When asked about reported incidents of GWPD officers following Black students, Tate said he has “no reason” to doubt their stories because he has experienced racial profiling himself. He said a White police officer once stopped him when he was driving and accused him of stealing the vehicle.
“There is one reason this has happened to me,” Tate said. “It is because of the color of my skin – it couldn’t be anything else.”
He added that current training for officers is “woefully inadequate” and he is “not satisfied” with the level of de-escalation training.
Tate said he has built a training unit focused on de-escalation techniques for officers and will establish implicit bias training, which is not currently provided to officers. He said there “must” be accountability for GWPD officers who act against their training.
“I won’t tolerate it,” Tate said. “You cannot work for me if you use excessive force. You cannot work for me if you lied to me about if you used excessive force or profiled someone.”
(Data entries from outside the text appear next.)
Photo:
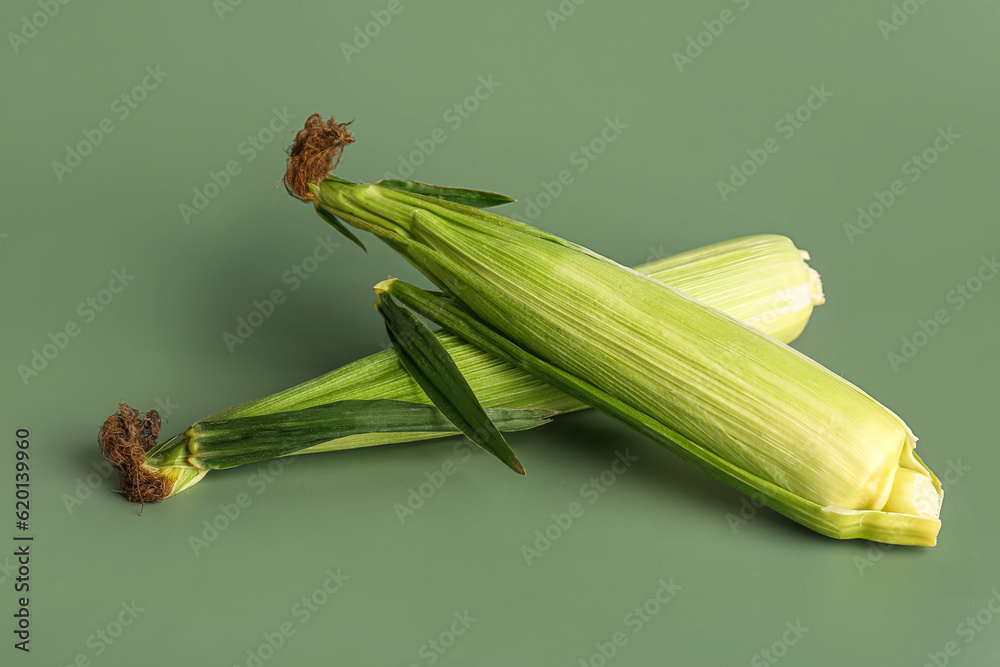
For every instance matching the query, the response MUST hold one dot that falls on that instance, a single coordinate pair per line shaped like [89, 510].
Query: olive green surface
[143, 148]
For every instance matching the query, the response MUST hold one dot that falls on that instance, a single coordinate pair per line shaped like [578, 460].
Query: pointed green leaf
[225, 443]
[428, 362]
[476, 198]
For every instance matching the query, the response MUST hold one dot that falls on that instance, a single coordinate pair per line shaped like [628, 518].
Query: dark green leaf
[429, 363]
[340, 226]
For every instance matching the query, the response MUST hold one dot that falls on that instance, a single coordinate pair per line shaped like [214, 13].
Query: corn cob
[737, 403]
[762, 279]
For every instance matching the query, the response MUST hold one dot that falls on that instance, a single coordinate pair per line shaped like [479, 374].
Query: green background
[653, 191]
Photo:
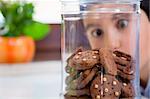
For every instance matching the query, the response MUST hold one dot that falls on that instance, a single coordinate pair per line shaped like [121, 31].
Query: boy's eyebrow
[91, 26]
[119, 15]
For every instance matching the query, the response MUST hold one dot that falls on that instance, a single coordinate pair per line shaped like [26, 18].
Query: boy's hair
[145, 6]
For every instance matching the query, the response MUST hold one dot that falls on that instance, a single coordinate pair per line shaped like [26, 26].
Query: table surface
[37, 80]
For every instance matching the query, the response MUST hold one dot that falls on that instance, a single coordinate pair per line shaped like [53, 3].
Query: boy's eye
[123, 23]
[97, 33]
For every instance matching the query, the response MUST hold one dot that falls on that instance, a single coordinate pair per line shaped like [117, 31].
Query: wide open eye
[97, 33]
[122, 23]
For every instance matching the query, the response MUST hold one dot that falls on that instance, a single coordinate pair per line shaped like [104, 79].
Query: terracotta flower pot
[16, 49]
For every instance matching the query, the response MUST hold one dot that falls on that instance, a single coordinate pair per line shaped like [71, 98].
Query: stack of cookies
[99, 74]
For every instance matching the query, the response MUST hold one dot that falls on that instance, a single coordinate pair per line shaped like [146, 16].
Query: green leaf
[36, 30]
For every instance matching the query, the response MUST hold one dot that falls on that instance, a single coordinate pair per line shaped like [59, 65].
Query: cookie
[120, 61]
[77, 93]
[127, 90]
[84, 60]
[105, 87]
[122, 55]
[84, 78]
[75, 97]
[73, 54]
[125, 76]
[107, 61]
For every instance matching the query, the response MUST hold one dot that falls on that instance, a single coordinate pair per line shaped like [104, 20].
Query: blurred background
[41, 77]
[48, 11]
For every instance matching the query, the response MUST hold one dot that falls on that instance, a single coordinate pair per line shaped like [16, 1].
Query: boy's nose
[113, 41]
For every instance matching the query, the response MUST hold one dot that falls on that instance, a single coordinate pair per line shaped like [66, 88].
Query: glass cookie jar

Tate said GWPD officers carry a baton and pepper spray but do not carry firearms. All GWPD officers will wear body-worn cameras starting this fall, and he has “no issue” with sharing the footage to “shed some light” when an officer’s conduct comes into question, he said.
“A police department cannot be successful without trust and legitimacy from the community. We have to work to earn it – it is the community who confers the trust and legitimacy on to us. I will work every single day to do that.”
Tate said GWPD does not have a contract with the Metropolitan Police Department but partners with the force for trainings related to First Amendment demonstrations.
“If we have the capability to handle it within our own police department, we should,” Tate said.
Burnotes, who has overseen GWPD since August, said when faced with First Amendment demonstrations, the department identifies a point of contact for the group to set expectations for the protest. GWPD asks MPD for assistance only when necessary, he said.
He said the University is legally required to publicize some crimes that occur on campus, but he does not believe relatively vague descriptions of a suspect, like their race, should be made public because it could cause profiling rather than provide assistance to the public.
“‘Young Black male in 20s’ – how would anyone be able to utilize that in apprehending someone?” Burnotes said.